Pomimo wysokiego odczytu bieżącej majowej inflacji, większe znaczenie dla rentowności mają oczekiwania dotyczące przyszłej inflacji. Jak wspomniano wcześniej, banki centralne utrzymują, że wysoka inflacja jest wynikiem jednorazowych zdarzeń. Niższe oczekiwania inflacyjne w perspektywie jednego roku w USA pokazały piątkowe wyniki badania przeprowadzonego przez Uniwersytet w Michigan. Oczekiwania te w porównaniu do 4,6% w maju spadły w czerwcu do 4%. Również oczekiwania dotyczące okresu 5-10 letniego wskazały niższą wartość w porównaniu do badania z ubiegłego miesiąca (2,8% w czerwcu vs. 3% w maju).

Łagodna retoryka banków centralnych, w tym NBP i EBC, powstrzymuje wzrosty rentowności obligacji również w Polsce i Europie.

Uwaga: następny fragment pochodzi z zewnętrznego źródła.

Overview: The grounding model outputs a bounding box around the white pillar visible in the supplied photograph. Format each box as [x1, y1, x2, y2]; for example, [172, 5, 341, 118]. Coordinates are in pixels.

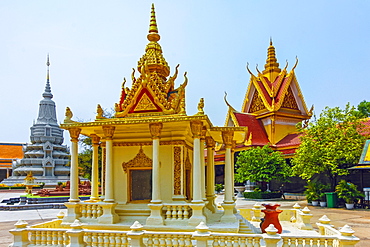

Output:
[206, 136, 217, 212]
[90, 135, 100, 200]
[103, 126, 115, 202]
[68, 128, 81, 202]
[149, 123, 163, 204]
[191, 121, 203, 203]
[189, 121, 206, 226]
[100, 146, 106, 200]
[200, 127, 207, 201]
[224, 146, 234, 203]
[221, 130, 237, 223]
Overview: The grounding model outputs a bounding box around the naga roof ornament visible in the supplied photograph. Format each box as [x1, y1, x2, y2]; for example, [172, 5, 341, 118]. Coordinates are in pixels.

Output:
[115, 4, 188, 118]
[242, 39, 310, 117]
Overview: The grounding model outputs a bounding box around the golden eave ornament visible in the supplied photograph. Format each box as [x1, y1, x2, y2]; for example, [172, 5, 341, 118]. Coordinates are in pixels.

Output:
[115, 4, 188, 118]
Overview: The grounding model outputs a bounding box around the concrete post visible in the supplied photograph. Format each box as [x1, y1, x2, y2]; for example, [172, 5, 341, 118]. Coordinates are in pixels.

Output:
[68, 128, 81, 202]
[103, 126, 115, 203]
[90, 135, 100, 200]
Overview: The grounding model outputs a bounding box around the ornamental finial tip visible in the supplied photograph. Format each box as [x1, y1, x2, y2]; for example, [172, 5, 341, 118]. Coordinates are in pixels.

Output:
[148, 3, 160, 41]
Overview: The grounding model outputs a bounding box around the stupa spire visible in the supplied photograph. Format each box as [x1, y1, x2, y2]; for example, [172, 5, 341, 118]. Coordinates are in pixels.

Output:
[42, 54, 53, 99]
[263, 38, 281, 78]
[147, 3, 161, 42]
[137, 4, 170, 77]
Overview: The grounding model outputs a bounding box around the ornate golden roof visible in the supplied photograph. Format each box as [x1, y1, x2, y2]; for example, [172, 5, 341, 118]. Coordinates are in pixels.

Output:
[115, 4, 187, 118]
[241, 40, 312, 119]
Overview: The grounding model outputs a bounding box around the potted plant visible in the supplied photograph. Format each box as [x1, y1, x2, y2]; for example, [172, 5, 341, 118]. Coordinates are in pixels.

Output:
[320, 192, 326, 207]
[335, 180, 364, 209]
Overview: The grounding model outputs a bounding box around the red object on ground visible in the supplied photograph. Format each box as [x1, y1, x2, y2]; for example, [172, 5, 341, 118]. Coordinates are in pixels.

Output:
[261, 204, 283, 234]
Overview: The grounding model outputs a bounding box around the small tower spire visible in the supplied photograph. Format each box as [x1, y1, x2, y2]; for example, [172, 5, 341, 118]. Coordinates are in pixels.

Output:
[262, 37, 281, 81]
[42, 54, 53, 99]
[147, 3, 161, 42]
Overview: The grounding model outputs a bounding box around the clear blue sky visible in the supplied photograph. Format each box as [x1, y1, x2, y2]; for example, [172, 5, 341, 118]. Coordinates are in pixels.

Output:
[0, 0, 370, 143]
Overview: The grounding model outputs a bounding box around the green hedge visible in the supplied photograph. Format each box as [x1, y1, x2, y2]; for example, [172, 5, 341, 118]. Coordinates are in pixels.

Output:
[0, 186, 42, 190]
[244, 191, 282, 199]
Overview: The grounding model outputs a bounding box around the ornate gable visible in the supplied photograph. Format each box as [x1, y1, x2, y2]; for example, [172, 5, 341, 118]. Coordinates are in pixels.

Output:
[242, 41, 311, 118]
[115, 5, 187, 118]
[281, 87, 298, 110]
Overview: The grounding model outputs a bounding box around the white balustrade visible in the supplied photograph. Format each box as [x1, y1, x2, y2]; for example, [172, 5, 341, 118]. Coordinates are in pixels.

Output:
[164, 204, 191, 221]
[84, 230, 130, 247]
[79, 202, 103, 219]
[144, 233, 193, 247]
[28, 228, 69, 247]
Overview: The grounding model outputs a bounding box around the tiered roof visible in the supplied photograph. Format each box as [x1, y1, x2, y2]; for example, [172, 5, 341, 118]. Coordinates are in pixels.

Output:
[115, 5, 188, 118]
[221, 41, 313, 155]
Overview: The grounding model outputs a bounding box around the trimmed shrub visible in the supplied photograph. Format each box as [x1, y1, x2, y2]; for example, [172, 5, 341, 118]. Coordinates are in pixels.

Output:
[244, 191, 282, 199]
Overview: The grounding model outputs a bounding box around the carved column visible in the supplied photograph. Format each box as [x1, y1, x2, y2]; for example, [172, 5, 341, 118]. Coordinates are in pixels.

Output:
[206, 136, 217, 212]
[68, 128, 81, 202]
[146, 123, 163, 225]
[221, 130, 236, 223]
[90, 135, 100, 200]
[100, 145, 106, 200]
[103, 126, 115, 202]
[98, 126, 119, 224]
[63, 128, 81, 223]
[189, 121, 206, 225]
[200, 127, 207, 201]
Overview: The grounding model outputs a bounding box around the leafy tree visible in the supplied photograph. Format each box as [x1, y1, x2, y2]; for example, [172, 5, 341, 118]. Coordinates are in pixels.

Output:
[292, 104, 366, 189]
[357, 100, 370, 118]
[235, 145, 291, 186]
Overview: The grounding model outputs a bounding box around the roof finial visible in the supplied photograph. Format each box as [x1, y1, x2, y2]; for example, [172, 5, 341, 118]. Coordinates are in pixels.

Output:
[263, 37, 281, 75]
[42, 54, 53, 99]
[147, 3, 161, 42]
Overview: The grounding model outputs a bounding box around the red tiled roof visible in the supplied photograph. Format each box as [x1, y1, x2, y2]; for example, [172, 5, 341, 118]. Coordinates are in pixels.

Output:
[276, 133, 301, 148]
[0, 143, 23, 159]
[234, 112, 269, 146]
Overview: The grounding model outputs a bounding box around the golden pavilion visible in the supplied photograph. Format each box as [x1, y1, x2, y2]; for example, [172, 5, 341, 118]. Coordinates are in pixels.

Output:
[61, 3, 247, 232]
[218, 40, 313, 161]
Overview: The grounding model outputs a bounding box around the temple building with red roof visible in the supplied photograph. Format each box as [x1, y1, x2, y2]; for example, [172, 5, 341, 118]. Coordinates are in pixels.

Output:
[0, 143, 25, 181]
[215, 41, 313, 186]
[218, 41, 313, 160]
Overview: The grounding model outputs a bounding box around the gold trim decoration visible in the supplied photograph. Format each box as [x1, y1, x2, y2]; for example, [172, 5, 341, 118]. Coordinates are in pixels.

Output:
[134, 93, 157, 111]
[68, 128, 81, 142]
[185, 150, 191, 170]
[149, 123, 163, 139]
[173, 147, 181, 195]
[249, 90, 266, 113]
[206, 136, 216, 148]
[222, 130, 234, 148]
[190, 121, 203, 138]
[281, 87, 298, 110]
[103, 126, 116, 139]
[122, 147, 153, 173]
[90, 134, 100, 146]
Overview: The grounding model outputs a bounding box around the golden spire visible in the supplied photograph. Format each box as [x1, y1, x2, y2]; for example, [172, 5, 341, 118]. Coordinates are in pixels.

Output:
[263, 38, 281, 78]
[147, 3, 161, 42]
[137, 4, 170, 77]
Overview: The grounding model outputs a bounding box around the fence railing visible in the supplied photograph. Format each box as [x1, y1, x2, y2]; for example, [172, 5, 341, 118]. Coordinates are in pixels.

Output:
[10, 217, 359, 247]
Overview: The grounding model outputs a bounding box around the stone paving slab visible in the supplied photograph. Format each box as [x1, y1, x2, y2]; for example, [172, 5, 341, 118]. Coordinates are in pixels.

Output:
[0, 193, 370, 247]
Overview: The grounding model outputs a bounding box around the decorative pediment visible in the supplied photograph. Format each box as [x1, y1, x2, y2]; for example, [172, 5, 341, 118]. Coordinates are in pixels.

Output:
[122, 147, 153, 173]
[249, 91, 266, 113]
[281, 87, 299, 110]
[115, 6, 187, 118]
[132, 92, 161, 112]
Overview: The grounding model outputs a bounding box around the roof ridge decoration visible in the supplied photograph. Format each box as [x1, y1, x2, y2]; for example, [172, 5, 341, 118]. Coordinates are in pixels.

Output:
[115, 4, 188, 118]
[241, 40, 311, 116]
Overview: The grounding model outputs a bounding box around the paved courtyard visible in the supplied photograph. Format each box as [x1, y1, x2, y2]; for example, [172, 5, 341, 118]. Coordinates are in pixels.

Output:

Wskutek powyższego, rentowność polskiej 10-latki spadła poniżej 1,75%, a niemieckiego Bunda w okolice -0,27%.

3. Rynki surowcowe

W ubiegłym tygodniu wciąż obserwowaliśmy rosnące ceny surowców, które wynikają z silnego popytu oraz niskich zapasów.

4. Rynki walutowe

W ubiegłym tygodniu zmienność na rynku walutowym była momentami zwiększona w wyniku reakcji rynków na publikację danych makroekonomicznych, zwłaszcza w czwartek podczas publikacji danych dotyczących inflacji w USA.

Euro umocniło się względem złotego o 0,94% i kosztowało na koniec tygodnia 4,50 PLN, natomiast dolar amerykański o 1,44% i jego cena wynosiła 3,72 PLN.